When Nelson had first gone to the police station, the desk sergeant had asked, “What was Mrs. Wentz wearing when you last saw her?”

“Excuse me?”

“Last night.”

“Yes.”

“When you went to bed, your wife was still wearing her street clothes?”

“Yes, yes she was.”

“Describe the clothes.”

“Well . . . I . . . I don’t really . . .”

“Is there one item of clothing you remember enough to describe? A sweater? A piece of jewelry?”

“Jewelry?”

“Mr. Wentz.”

Nelson had felt as if he was flunking a test. He’d closed his eyes and opened them again, and after what seemed like an eternity, he was able to picture Carol on the couch Thursday night, reading a book. But he couldn’t remember the book’s title, or what she’d been wearing while reading it. “Her wedding ring,” he had told the desk sergeant, finally.

“What did the ring look like?”

Nelson pointed to his own. “Like this.”

“Plain gold band?”

“Yes.”

“Okay. What is the inscription?”

“No inscription.”

“No inscription?”

“We didn’t . . . We . . . No. Just blank.”
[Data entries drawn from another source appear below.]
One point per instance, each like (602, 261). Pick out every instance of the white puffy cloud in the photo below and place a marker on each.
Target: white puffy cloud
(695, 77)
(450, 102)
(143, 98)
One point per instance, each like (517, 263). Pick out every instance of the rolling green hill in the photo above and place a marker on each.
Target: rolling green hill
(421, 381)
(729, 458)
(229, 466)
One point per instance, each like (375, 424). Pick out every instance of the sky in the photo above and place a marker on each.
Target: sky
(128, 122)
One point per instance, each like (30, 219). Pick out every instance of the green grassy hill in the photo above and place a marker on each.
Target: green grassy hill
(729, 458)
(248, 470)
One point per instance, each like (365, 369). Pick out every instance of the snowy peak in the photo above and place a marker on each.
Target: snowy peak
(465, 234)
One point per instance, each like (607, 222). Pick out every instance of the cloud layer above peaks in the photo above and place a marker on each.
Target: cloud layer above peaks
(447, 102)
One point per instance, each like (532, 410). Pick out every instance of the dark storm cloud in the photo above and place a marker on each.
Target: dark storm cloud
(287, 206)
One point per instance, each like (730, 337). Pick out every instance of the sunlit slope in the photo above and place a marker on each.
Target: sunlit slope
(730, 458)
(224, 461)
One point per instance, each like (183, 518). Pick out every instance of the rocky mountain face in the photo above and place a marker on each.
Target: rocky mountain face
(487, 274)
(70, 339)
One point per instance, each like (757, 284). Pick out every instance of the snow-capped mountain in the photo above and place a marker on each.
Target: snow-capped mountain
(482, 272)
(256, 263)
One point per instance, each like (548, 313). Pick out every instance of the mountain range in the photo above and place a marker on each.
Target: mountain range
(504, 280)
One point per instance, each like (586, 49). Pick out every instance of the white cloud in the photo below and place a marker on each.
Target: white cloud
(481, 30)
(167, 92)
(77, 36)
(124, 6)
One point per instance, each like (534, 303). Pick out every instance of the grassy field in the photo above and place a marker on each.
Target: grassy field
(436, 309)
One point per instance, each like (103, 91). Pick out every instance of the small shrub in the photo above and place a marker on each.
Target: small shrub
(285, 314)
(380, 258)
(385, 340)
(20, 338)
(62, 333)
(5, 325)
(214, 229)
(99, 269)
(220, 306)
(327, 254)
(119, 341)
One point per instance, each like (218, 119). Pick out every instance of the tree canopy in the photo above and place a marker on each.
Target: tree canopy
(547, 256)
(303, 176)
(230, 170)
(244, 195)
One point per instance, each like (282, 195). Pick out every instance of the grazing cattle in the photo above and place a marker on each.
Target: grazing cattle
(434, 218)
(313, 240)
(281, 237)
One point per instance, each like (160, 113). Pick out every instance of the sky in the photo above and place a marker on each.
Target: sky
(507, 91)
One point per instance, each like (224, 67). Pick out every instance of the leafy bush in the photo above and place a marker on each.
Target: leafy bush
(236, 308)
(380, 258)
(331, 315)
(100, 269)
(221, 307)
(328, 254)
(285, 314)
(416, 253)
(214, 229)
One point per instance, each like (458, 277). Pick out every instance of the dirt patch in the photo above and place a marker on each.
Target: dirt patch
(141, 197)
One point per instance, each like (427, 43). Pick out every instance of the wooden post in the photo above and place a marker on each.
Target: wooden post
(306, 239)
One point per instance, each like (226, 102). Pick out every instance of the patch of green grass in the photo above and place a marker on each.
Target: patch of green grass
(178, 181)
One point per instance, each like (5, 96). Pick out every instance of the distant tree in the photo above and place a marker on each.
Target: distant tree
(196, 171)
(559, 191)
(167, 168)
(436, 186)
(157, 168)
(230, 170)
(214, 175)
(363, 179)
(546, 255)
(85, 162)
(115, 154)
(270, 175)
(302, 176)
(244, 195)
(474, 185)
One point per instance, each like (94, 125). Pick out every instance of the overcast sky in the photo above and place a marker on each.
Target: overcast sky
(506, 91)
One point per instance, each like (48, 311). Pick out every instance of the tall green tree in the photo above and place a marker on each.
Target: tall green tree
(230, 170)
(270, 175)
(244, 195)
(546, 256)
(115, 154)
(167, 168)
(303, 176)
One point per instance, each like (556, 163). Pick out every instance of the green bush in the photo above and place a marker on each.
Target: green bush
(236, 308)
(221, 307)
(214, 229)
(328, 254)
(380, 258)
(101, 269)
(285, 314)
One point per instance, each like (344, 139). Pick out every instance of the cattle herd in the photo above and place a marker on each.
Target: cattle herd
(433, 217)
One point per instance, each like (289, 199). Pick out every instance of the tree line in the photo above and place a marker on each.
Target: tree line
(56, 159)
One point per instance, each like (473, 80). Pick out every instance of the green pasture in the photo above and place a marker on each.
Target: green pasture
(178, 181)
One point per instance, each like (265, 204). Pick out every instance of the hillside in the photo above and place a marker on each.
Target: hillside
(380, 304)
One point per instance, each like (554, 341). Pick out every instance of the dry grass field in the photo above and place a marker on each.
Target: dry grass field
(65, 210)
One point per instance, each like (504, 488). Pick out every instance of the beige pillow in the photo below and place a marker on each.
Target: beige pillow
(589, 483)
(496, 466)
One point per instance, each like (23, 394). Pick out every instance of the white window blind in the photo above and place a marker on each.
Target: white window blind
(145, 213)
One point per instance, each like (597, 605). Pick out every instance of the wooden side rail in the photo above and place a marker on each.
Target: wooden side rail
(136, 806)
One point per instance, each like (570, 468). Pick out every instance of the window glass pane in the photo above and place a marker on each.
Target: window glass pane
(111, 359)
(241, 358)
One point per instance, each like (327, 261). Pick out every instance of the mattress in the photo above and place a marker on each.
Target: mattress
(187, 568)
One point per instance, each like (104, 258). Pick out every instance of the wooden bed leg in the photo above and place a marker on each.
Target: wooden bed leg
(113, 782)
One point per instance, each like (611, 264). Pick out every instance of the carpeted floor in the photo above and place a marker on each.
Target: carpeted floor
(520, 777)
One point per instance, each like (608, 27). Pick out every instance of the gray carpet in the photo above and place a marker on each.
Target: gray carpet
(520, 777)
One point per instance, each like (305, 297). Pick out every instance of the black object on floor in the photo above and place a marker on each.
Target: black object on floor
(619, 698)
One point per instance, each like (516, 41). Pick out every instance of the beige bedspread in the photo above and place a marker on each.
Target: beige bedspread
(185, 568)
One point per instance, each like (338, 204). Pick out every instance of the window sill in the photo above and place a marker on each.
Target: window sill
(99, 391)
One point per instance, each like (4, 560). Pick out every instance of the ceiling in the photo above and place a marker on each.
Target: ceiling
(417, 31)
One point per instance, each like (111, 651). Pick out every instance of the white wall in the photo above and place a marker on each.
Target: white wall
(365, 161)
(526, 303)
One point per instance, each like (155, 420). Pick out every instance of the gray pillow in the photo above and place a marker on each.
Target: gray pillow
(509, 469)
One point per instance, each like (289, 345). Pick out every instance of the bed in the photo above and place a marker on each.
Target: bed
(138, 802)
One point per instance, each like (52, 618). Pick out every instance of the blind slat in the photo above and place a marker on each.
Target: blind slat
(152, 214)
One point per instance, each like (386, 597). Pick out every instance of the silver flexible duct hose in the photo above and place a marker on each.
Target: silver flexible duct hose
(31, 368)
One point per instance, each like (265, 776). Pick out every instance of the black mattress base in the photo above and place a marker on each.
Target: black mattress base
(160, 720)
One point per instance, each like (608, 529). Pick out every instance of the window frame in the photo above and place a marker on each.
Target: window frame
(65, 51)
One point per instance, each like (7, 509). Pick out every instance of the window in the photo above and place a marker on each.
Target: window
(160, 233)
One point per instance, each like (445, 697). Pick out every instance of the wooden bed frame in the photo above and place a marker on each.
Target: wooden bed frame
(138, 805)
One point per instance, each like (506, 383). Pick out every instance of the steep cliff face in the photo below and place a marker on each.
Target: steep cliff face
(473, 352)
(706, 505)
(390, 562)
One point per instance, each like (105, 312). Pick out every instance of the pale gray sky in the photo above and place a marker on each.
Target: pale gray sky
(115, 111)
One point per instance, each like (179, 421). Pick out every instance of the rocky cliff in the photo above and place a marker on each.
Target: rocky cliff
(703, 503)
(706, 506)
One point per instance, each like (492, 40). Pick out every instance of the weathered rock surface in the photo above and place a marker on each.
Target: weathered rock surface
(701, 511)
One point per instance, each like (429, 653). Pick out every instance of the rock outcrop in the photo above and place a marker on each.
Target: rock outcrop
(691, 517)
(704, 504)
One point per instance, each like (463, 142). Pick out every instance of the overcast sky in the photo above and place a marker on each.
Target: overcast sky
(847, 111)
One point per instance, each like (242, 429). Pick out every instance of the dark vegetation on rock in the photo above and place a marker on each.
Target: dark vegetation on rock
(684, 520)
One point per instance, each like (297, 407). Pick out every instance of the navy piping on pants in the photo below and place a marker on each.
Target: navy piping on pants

If Nelson and Carol were to retire to Provence, they wouldn’t need a sprawling chateau. There were only two of them, after all, and they had simple tastes. All they really needed was a cottage—a one-bedroom, with a nice garden and a big, beautiful kitchen for Carol to cook in.

We’d be better in time.

Carol’s wallet had been found inside the old Neff house. “The wallet contained your wife’s driver’s license and one hundred dollars in cash,” Detective Morasco had said over the phone today. “No credit cards.”

“She only has one credit card, and she keeps it in the kitchen drawer,” Nelson had said. “She is very frugal.”

Frugal
. Nelson’s voice had cracked on the word—though on the positive side his instinct had told him to use “is” to describe Carol, not “was.” She was still an “is” in his mind. That was something, wasn’t it?